ある日の風景・2
「フィー、疲れたよ……」
そんなことを言いながらルカが研究室にやってきたので、フィオラは半眼になった。
「疲れたなら自室に帰って休めばいいだろう。なんでここに来るんだ」
「それはもちろん、フィーの顔を見る方が元気が出るからだよ」
「…………そうか」
つっこみたかったが、フィオラは堪えた。つっこんだらさらにつっこみどころ満載の台詞が返ってきそうだったからだ。
「珍しく正装しているが、何か式典でもあったか?」
「式典じゃなくて、他国の王族の出迎えにあたって正装させられて……もう肩が凝って肩が凝って」
「なるほど」
頷きながら、フィオラは正装したルカをまじまじと眺めた。
『氷の美貌の騎士様』とかいうちょっと恥ずかしい通り名に恥じない美々しさだ。きらきらしている。
物理的にも心理的にも眩しい気がするな、と思いながら、もっぱらルカが来た時にだけ使われる来客用の椅子に寄りかかったルカに、「寄りかかるくらいなら座れ」と告げた。
「疲れているんだろう。茶くらい出す」
「……いいの?」
「そっちの執務室に顔を出す時は茶菓子付きでもてなされるからな。少しは返す」
とはいえフィオラが好き好んで顔を出しているのではなく、ルカに請われてのことなのでそう気にする必要はないのかもしれないが、もらうばかりなのはやはり座りが悪い。
「俺が頼んで来てもらってるんだから気にしなくていいのに……」
ルカもそう言ったが、だからといって。
「……疲れている様子の友人に茶すら出さず席に座ることも許さず、なんて真似ができるか」
「……フィー……!」
普通のことを言ったまでだというのに、ルカが感動のまなざしで見つめてきたので、フィオラは少々居心地が悪くなった。
(私は日頃、こんなことで感動されるような扱いをルカにしていただろうか……)
ちょっとばかりわが身を振り返ったが、どちらかというとルカが感動屋なだけな気もする。
いそいそと椅子に腰かけたルカを横目に茶の用意していると、思わず漏れたというふうな溜息が聞こえた。
「……王族の出迎えだけだったんだろう? そんなに疲れるものか?」
「……いや、その……お迎えした中に年若い王女様がいて……」
歯切れ悪く告げられたその内容で、フィオラは大体のことを察した。
「言い寄られでもしたか?」
「滞在中の専属護衛になってほしいって言われて……断るのが大変だったんだ」
「断ったのか?」
よくわからないが、栄誉なことなんじゃないだろうかと思ってそう言うと、ルカは遠い目になった。

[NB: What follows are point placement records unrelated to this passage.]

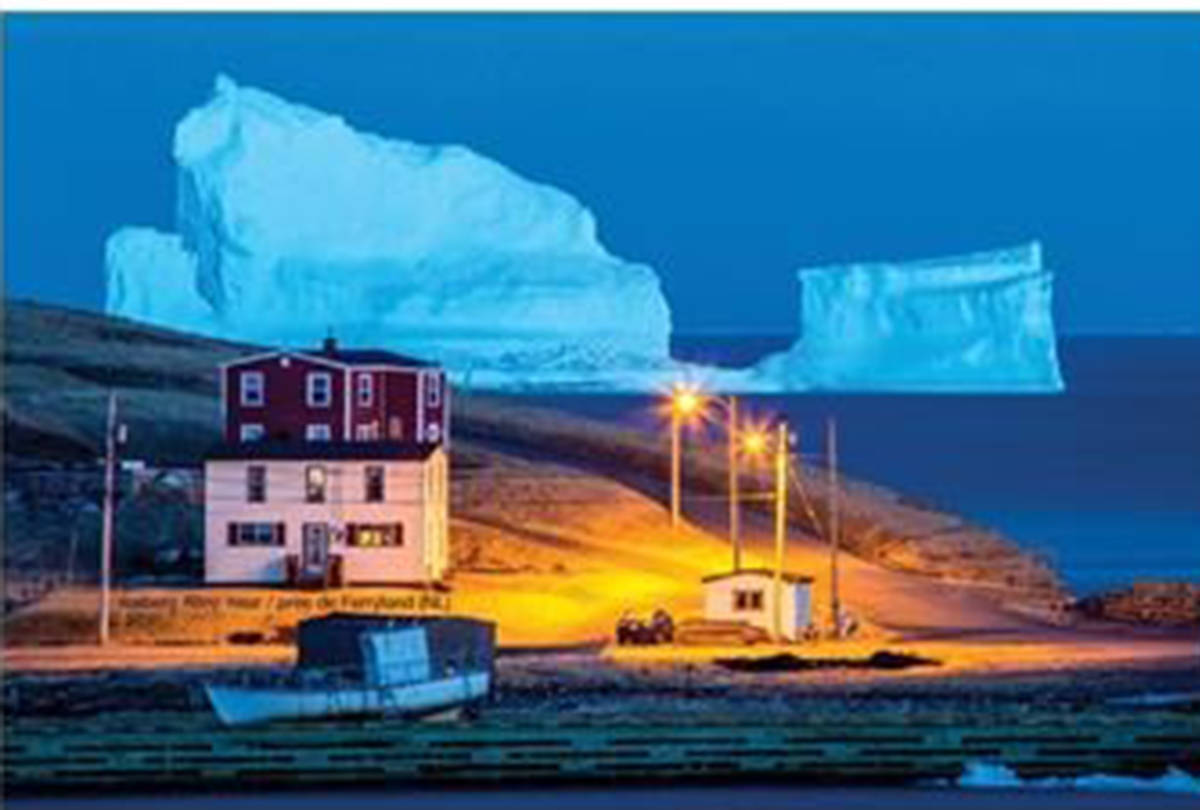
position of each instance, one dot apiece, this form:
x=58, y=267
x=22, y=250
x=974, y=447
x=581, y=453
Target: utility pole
x=676, y=429
x=781, y=451
x=735, y=516
x=834, y=540
x=106, y=551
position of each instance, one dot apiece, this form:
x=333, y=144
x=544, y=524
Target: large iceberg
x=293, y=225
x=979, y=322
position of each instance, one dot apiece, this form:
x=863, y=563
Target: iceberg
x=293, y=225
x=973, y=323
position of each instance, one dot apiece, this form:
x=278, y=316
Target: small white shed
x=749, y=595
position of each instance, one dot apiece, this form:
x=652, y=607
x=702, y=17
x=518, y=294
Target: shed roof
x=795, y=579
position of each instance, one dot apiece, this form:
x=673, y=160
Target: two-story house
x=333, y=471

「前、同じように滞在中の護衛をしたら引き抜きに遭いかけたから、最初から断ることにしてる……」
「…………そうか」
顔のいい人間は大変だな、と思うフィオラ。
そうしているうちに茶の用意ができたので、自分の分と合わせて机に運ぶ。
「一緒に飲んでくれるの?」
途端、嬉しそうな顔になるルカに、呆れの目を向ける。
「前、お前の分だけ淹れたら、『一人で飲むのさみしい』とか駄々こねただろう」
子どもか、と思うが、この友人が(あまり認めたくないがフィオラ限定で)甘えたがりなのは今更だ。

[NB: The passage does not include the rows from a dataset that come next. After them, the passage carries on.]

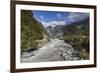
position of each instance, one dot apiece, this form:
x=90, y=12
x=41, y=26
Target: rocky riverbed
x=55, y=50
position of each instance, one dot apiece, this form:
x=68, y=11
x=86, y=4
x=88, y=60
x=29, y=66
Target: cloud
x=41, y=17
x=53, y=23
x=77, y=16
x=59, y=16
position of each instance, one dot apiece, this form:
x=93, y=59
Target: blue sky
x=59, y=18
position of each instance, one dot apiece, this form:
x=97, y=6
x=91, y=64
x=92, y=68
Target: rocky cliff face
x=31, y=30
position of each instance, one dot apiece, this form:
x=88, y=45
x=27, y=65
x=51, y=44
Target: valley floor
x=55, y=50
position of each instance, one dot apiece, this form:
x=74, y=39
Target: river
x=55, y=50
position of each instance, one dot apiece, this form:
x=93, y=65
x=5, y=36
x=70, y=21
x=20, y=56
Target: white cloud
x=77, y=16
x=41, y=17
x=53, y=23
x=59, y=15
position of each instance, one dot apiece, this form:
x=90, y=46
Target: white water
x=55, y=50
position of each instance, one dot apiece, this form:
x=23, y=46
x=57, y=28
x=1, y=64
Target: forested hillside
x=31, y=30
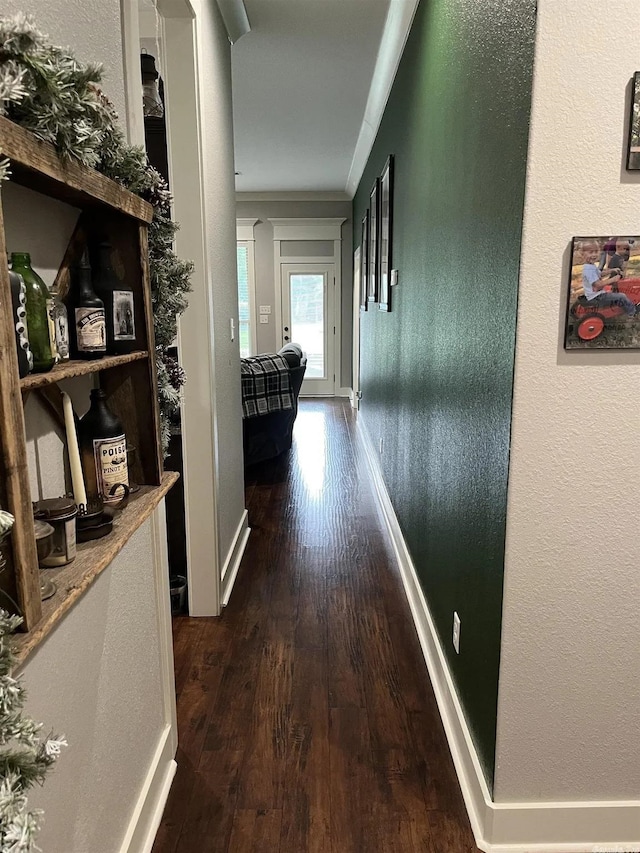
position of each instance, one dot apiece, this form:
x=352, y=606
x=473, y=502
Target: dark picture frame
x=633, y=144
x=385, y=233
x=373, y=257
x=603, y=294
x=364, y=261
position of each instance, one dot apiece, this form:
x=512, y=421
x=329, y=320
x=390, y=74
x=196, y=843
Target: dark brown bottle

「研究もちょうど区切りがよかったしな。飲んだら自分の部屋に戻って休めよ」
「えっ……フィーを眺めてフィーを補充したい」
「なんだそれは。そんなきらきらしい衣装を来た人間がいると集中できないから却下だ」
「……じゃあ、着替えてきたらいてもいい?」
ダメだ、と言うのは簡単だったが、そう言うルカがあんまりにも縋るような目で見てくるので、フィオラは折れた。
「……邪魔はするなよ」
「……! ありがとう! 全力で気配を消すから!」
「それはそれで気になるから普通にしていてくれ……」
絶対に部屋にいるのはわかっているのに気配だけが消える方が気になる。
「うん、わかった!」と大真面目に頷くルカに、早まったか……?と思ったものの、喜色満面の様子に毒気を抜かれて、まあいいか、と思いなおしたのだった。